The Xtra Special bank is for players who are less insistent on authenticity. The bank contains guitars mutated into pads, tempo-synchronized arpeggios, and just plain weird and rude sounds. I appreciate some of the rhythm-oriented, tempo-synch patches, but many of the other patches strike me as filler.

Appropriately, the conventional instruments sound like their sources: the Gibsons are brassy with a prominent midrange; the Martins and Taylors sound bright, detailed, and full; and the fingerpicked Lowden 025 is sweet and mellow (Web Clip 1). The two main guitar folders break down into picked (presumably with a flat pick) and fingerpicked instruments. However, I question a couple of the instrument choices therein. For example, The Gibson J200 is a natural for fingerpicking, yet there are no fingerpicked Gibsons at all in the collection. I would have preferred the Martin D-35 as a picked, rather than fingerpicked instrument. In all fairness, these are reflections of my own taste, rather than rules set in stone.

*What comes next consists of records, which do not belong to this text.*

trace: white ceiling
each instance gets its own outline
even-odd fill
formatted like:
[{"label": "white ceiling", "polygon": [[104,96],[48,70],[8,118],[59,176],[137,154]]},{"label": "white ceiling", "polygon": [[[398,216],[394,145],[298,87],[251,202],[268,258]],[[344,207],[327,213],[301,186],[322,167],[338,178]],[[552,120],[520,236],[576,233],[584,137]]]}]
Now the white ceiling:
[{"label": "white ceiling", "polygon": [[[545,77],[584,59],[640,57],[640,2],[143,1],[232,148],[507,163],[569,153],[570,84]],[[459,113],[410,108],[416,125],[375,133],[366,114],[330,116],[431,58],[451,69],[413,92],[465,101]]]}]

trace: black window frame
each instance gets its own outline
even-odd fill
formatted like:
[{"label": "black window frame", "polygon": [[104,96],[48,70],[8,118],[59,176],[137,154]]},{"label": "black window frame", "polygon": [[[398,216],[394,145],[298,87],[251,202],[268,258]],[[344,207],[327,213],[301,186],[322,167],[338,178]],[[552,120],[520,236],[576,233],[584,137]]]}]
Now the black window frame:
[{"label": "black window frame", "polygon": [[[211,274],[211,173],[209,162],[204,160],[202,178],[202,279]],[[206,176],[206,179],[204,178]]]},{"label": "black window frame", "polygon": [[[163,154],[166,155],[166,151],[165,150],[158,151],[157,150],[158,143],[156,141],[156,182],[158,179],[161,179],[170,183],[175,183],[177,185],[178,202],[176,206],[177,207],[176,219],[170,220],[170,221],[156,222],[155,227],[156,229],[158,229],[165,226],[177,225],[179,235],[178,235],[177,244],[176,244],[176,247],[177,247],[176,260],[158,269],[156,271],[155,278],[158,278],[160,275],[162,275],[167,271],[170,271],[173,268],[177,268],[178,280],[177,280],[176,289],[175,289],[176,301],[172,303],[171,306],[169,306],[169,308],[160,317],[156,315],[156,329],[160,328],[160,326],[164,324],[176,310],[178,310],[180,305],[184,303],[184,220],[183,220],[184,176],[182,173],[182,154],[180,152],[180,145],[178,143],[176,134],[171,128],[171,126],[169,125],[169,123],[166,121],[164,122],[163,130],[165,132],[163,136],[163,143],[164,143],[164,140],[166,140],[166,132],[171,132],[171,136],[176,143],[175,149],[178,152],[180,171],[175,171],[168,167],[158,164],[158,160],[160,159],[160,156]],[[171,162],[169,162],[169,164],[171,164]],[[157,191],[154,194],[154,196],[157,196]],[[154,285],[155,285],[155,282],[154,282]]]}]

Although steel-string guitars predominate, the collection does offer a couple of nylon-string instruments played with a pick and fingers. In addition, the Xtra bank contains some decent banjos, ukuleles, and a nice mandolin tremolo patch-thankfully, with a uniform tremolo speed across the keyboard. Nice sounding variations are available throughout the library, including key-switched instruments with slides mapped to alternate keys or key-switched chord inversions. The bank of harmonics has some nice material, especially the J200 harmonic chords patch (Web Clip 2).

A typical problem with sampled guitars is the unnatural uniformity of timbre. In real life, an up-stroke on a guitar often sounds different than a down-stroke, and a strum may not occur in the same location over the instrument's sound-hole, resulting in significant timbral variation. Although I noticed nothing in the documentation overtly mentioning it, there appears to be some randomizing of the samples in this collection to lend authenticity to the performances.

There are a few holes in the library's documentation. Although the accompanying booklet has a list of all of the instruments and model numbers, and it explains controller assignments, patch types, and nomenclature, I needed to investigate with my keyboard what the key-switching assignments actually changed, because they were not specifically documented.

Pickin' and Grinnin'
Overall, Acoustic Legends HD is a solid and varied assortment of eminently playable, high-resolution virtual guitars and fretted string instruments. If you are looking to add sampled acoustic guitars to your desktop studio, be sure to check out this collection.